Occupational therapy department gets patients back to everyday life
In honor of Occupational Therapist Month, we’re celebrating our community’s occupational therapists Celice Stancil, left, and Tyler Stoddard.[/caption]
April is Occupational Therapist Month, which provides the perfect opportunity to shine a spotlight on our Salina Presbyterian Manor’s occupational therapists. Celice Stancil is our occupational therapy director, and Tyler Stoddard is our occupational therapist.
Occupational therapy focuses on helping patients recover from an illness or injury, and get them back to doing the tasks involved in everyday life.
“We concentrate on dressing, toileting, bathing—the kinds of things people do every day,” said Celice. “Our goal is to alleviate pain and get our patients back to being 100 percent functional.”
Beyond the treatments and activities Celice and Tyler administer on campus, they also take patients into the community where they can practice their skills in a real-world setting.
“We take patients shopping or to the grocery store,” said Celice. “For people who like shopping as much as I do, we take them to places like Target, where they work on their overall functionality.”
Those trips are not all about work. There also is quite a bit of fun.
“It’s hilarious sometimes the amount of stuff we can knock over when we’re doing something like trying to learn how to drive a scooter,” said Celice.
Occupational therapy was not always Celice’s intended career path.
Originally a nursing student, she was introduced to occupational therapy by her husband, Erik, who already was in the field. Celice fell in love with the ability of occupational therapy to make a real difference in the lives of others.
“What I enjoy most about occupational therapy is being able to identify a patient’s problem, solve it and get them back to functioning the way they did before the problem arose,” said Celice. “That makes my heart happy.”

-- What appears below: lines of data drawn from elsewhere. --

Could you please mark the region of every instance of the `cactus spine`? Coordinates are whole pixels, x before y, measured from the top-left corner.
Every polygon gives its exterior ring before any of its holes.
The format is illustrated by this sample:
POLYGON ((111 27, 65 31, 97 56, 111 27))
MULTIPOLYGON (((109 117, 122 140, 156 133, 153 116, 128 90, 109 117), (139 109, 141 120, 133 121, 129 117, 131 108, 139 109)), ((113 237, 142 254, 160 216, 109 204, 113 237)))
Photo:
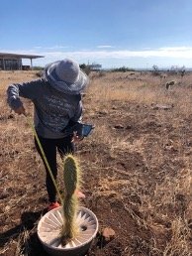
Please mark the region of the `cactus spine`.
POLYGON ((64 199, 63 199, 63 226, 61 230, 61 244, 64 246, 78 232, 75 223, 78 199, 75 191, 79 188, 80 170, 78 163, 72 155, 67 155, 64 159, 64 199))

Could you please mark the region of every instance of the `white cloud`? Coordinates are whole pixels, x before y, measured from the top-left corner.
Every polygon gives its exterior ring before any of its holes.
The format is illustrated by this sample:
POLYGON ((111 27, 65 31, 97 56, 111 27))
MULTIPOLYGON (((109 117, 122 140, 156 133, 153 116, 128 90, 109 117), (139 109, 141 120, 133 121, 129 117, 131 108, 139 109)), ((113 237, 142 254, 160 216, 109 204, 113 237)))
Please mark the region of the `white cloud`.
MULTIPOLYGON (((101 47, 101 46, 100 46, 101 47)), ((104 46, 103 46, 104 47, 104 46)), ((162 47, 158 49, 144 49, 139 51, 119 50, 114 51, 110 47, 100 50, 79 50, 67 51, 66 47, 36 47, 32 50, 23 51, 3 51, 5 53, 31 54, 45 56, 43 59, 34 60, 34 64, 45 65, 46 64, 62 60, 64 58, 72 58, 78 63, 94 63, 98 62, 104 66, 127 65, 144 66, 152 64, 160 65, 192 65, 192 47, 162 47)), ((70 47, 72 49, 72 47, 70 47)), ((69 48, 68 48, 69 50, 69 48)))
POLYGON ((110 48, 114 48, 114 47, 112 47, 112 46, 97 46, 97 48, 100 48, 100 49, 110 49, 110 48))

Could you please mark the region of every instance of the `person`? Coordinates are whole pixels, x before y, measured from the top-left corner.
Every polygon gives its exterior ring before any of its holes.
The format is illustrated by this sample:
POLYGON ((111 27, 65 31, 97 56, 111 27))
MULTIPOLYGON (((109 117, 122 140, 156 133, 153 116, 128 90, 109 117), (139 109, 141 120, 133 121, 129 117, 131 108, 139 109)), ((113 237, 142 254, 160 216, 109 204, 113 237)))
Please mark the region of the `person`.
MULTIPOLYGON (((71 59, 64 59, 46 65, 42 78, 8 86, 7 102, 15 113, 27 114, 20 97, 31 99, 34 103, 35 129, 54 180, 57 176, 56 152, 63 158, 65 154, 75 151, 74 142, 78 136, 65 131, 81 121, 81 92, 88 82, 88 76, 79 64, 71 59)), ((48 210, 50 210, 59 206, 56 189, 36 138, 35 145, 46 168, 48 210)), ((84 194, 77 192, 77 196, 84 197, 84 194)))

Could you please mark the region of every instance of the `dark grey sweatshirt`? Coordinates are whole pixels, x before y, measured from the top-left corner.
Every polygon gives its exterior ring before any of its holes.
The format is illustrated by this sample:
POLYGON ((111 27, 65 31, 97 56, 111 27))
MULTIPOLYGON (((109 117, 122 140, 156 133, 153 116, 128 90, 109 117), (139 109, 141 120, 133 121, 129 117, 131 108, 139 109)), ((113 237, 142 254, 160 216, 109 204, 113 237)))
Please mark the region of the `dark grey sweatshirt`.
POLYGON ((81 119, 81 95, 61 93, 44 78, 12 84, 7 89, 7 95, 12 109, 22 106, 20 96, 33 101, 36 131, 44 138, 63 138, 62 131, 69 120, 76 122, 81 119))

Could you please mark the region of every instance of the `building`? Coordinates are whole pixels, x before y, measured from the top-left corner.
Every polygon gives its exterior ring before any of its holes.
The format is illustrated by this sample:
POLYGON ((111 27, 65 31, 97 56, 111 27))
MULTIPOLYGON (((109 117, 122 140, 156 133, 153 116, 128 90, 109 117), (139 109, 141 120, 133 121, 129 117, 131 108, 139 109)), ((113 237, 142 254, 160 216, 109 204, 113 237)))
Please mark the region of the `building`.
POLYGON ((30 69, 33 67, 32 60, 37 58, 44 58, 44 56, 0 53, 0 70, 30 69), (31 64, 23 65, 23 59, 29 59, 31 61, 31 64))

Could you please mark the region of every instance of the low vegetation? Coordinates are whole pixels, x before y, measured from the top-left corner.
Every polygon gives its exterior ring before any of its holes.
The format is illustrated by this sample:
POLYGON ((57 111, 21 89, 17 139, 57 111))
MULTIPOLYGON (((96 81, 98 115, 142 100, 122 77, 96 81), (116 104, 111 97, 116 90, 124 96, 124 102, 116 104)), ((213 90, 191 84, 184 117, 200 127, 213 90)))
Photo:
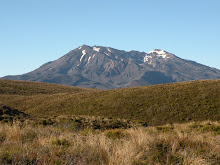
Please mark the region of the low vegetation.
POLYGON ((0 124, 0 164, 218 165, 220 122, 127 129, 0 124))
MULTIPOLYGON (((7 80, 8 81, 8 80, 7 80)), ((0 104, 30 116, 104 116, 161 125, 189 121, 220 120, 220 80, 191 81, 115 90, 81 89, 42 84, 40 93, 33 83, 9 81, 10 90, 0 88, 0 104), (24 83, 17 90, 15 84, 24 83), (30 84, 29 84, 30 83, 30 84), (29 84, 29 85, 25 85, 29 84), (56 86, 56 87, 55 87, 56 86), (17 91, 12 93, 13 88, 17 91), (79 90, 76 92, 76 89, 79 90), (10 92, 11 91, 11 92, 10 92), (24 91, 28 91, 24 94, 24 91)), ((0 84, 5 84, 4 80, 0 84), (4 83, 2 83, 4 82, 4 83)), ((6 83, 7 84, 7 83, 6 83)), ((9 86, 9 85, 8 85, 9 86)))
POLYGON ((0 164, 219 165, 220 80, 115 90, 0 80, 0 164))

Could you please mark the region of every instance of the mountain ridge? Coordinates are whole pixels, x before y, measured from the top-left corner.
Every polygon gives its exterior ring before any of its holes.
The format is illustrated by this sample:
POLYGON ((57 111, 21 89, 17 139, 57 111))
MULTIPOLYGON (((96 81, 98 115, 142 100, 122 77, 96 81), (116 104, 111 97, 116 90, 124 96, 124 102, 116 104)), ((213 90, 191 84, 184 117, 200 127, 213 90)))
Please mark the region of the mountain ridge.
POLYGON ((3 79, 114 89, 220 79, 220 70, 160 49, 145 53, 82 45, 32 72, 3 79))

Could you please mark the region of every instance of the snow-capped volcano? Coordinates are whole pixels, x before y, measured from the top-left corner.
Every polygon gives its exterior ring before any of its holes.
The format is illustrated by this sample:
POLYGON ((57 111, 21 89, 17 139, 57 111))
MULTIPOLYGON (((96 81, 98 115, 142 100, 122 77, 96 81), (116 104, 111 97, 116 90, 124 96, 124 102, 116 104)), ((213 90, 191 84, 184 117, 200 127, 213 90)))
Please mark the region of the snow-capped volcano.
POLYGON ((40 68, 5 79, 112 89, 200 79, 219 79, 220 70, 165 50, 148 53, 82 45, 40 68))

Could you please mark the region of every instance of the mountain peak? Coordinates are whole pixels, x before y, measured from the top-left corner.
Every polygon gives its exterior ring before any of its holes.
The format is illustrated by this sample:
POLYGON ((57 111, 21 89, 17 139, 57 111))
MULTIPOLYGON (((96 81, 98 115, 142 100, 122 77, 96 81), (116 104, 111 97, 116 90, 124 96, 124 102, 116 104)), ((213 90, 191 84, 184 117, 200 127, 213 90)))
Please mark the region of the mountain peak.
POLYGON ((154 49, 150 52, 148 52, 147 54, 159 54, 159 55, 164 55, 168 52, 164 51, 164 50, 161 50, 161 49, 154 49))
POLYGON ((82 45, 27 74, 4 77, 99 89, 219 79, 220 70, 154 49, 148 53, 82 45))

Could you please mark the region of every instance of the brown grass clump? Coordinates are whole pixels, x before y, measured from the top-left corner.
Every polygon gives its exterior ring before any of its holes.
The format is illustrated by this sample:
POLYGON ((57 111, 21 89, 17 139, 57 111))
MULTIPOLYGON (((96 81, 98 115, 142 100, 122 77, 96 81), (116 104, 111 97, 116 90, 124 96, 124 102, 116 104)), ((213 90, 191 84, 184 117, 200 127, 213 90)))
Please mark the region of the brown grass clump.
POLYGON ((219 126, 207 121, 69 131, 1 124, 0 164, 218 165, 220 133, 213 128, 219 126))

Tyler said he finds the same joy in his work.
“Interacting with residents is my favorite thing on a day-to-day basis,” said Tyler. “I like the results. It is satisfying when a person comes to us who is weak and needs help by two people to stand, and then they go through the whole therapy process, and by the end they are walking on their own and doing things unassisted.”
This spring marks Celice’s fifth year at Presbyterian Manor, and Tyler has been here one year.